= Richardson Professor of Applied Mathematics =

Position at the University of Manchester in England

The Richardson Chair of Applied Mathematics is an endowed professorial position in the School of Mathematics, University of Manchester, England. The chair was founded by an endowment of £3,600 from one John Richardson, in 1890. The endowment was originally used to support the Richardson Lectureship in Mathematics.
One holder of the Richardson Lectureship was John Edensor Littlewood (1907–1910).
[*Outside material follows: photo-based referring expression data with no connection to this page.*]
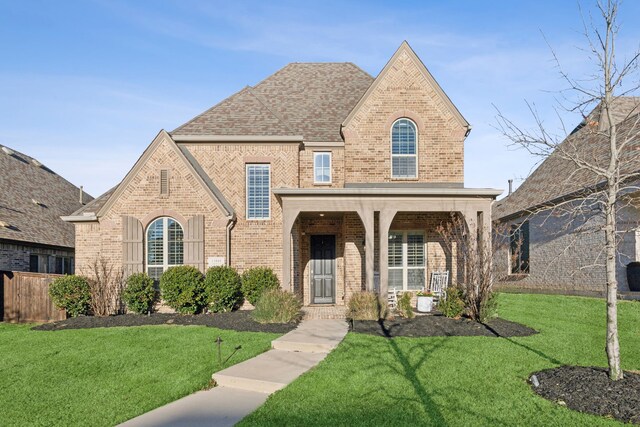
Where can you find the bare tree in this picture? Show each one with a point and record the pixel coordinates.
(600, 159)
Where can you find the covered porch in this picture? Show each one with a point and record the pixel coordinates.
(337, 241)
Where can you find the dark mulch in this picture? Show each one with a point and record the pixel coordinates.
(441, 326)
(236, 320)
(590, 390)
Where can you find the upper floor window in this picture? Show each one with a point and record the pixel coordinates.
(164, 246)
(258, 191)
(322, 168)
(404, 157)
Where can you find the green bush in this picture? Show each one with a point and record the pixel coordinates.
(277, 306)
(453, 305)
(140, 293)
(367, 306)
(223, 289)
(71, 293)
(257, 280)
(182, 289)
(405, 309)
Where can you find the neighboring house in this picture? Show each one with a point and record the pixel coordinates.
(549, 244)
(32, 199)
(334, 179)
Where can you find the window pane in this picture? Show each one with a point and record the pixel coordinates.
(258, 189)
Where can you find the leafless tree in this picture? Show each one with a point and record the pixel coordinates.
(600, 160)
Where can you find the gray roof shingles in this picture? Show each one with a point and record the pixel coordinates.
(22, 181)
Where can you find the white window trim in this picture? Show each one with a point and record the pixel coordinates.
(246, 190)
(405, 257)
(165, 244)
(404, 155)
(316, 154)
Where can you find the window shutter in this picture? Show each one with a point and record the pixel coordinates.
(194, 242)
(132, 246)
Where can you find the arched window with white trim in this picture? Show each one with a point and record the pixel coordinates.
(165, 246)
(404, 149)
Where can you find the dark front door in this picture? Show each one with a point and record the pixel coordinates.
(323, 259)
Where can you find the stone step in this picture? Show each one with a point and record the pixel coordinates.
(268, 372)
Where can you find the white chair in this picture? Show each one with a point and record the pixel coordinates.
(438, 285)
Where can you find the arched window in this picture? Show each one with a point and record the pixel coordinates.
(404, 152)
(164, 246)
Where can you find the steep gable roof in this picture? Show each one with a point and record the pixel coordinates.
(557, 177)
(32, 199)
(308, 99)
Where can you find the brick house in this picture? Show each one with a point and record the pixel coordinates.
(550, 245)
(32, 199)
(334, 179)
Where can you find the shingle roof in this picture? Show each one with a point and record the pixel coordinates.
(32, 199)
(557, 177)
(308, 99)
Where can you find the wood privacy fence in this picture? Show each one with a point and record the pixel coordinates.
(26, 297)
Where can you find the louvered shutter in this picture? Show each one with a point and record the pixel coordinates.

The position lapsed in 1918, but was resurrected as a lectureship in Pure Mathematics between 1935 and 1944. There was then a further hiatus until the establishment of the Richardson Chair of Applied Mathematics in 1998. The current holder (since 1998) is Nicholas Higham.
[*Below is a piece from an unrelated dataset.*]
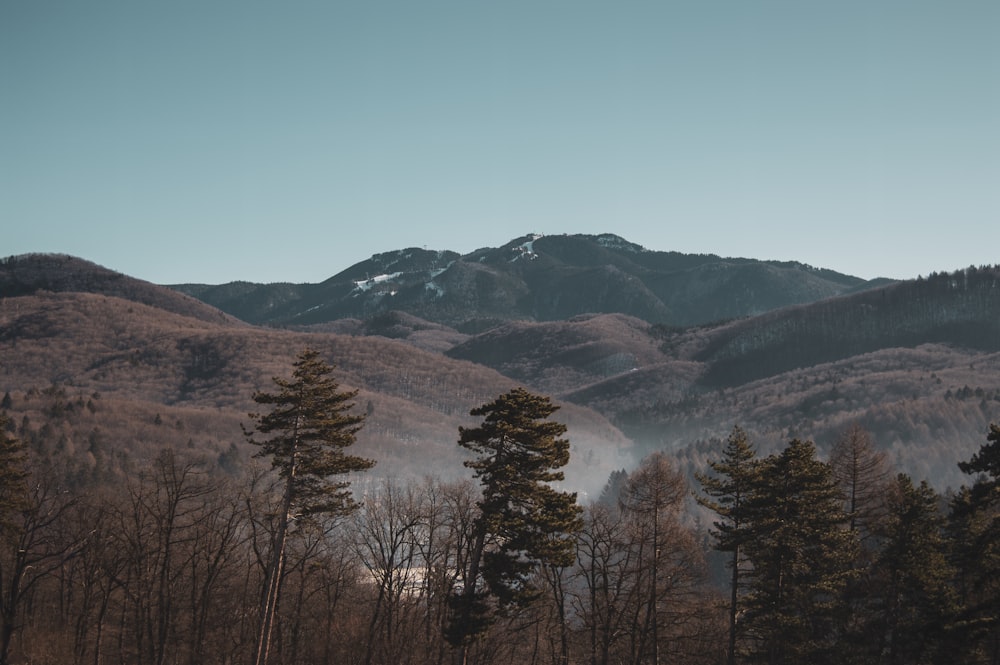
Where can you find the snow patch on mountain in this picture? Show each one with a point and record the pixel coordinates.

A complete list of Richardson Lecturers and Professors is as follows:
- F. T. Swanwick		 (1891–1907) Lecturer in Mathematics
- J. E. Littlewood	(1907–1910) Lecturer in Mathematics
- H. R. Hasse			(1910–1912) Lecturer in Mathematics
- W. D. Evans			(1912–1918) Lecturer in Mathematics
- W. N. Bailey 			(1935–1944) Lecturer in Pure Mathematics
- N. J. Higham		(1998–	) Professor of Applied Mathematics

The School of Mathematics has three other endowed chairs, the others being the Beyer Chair, the Fielden Chair of Pure Mathematics and the Sir Horace Lamb Chair.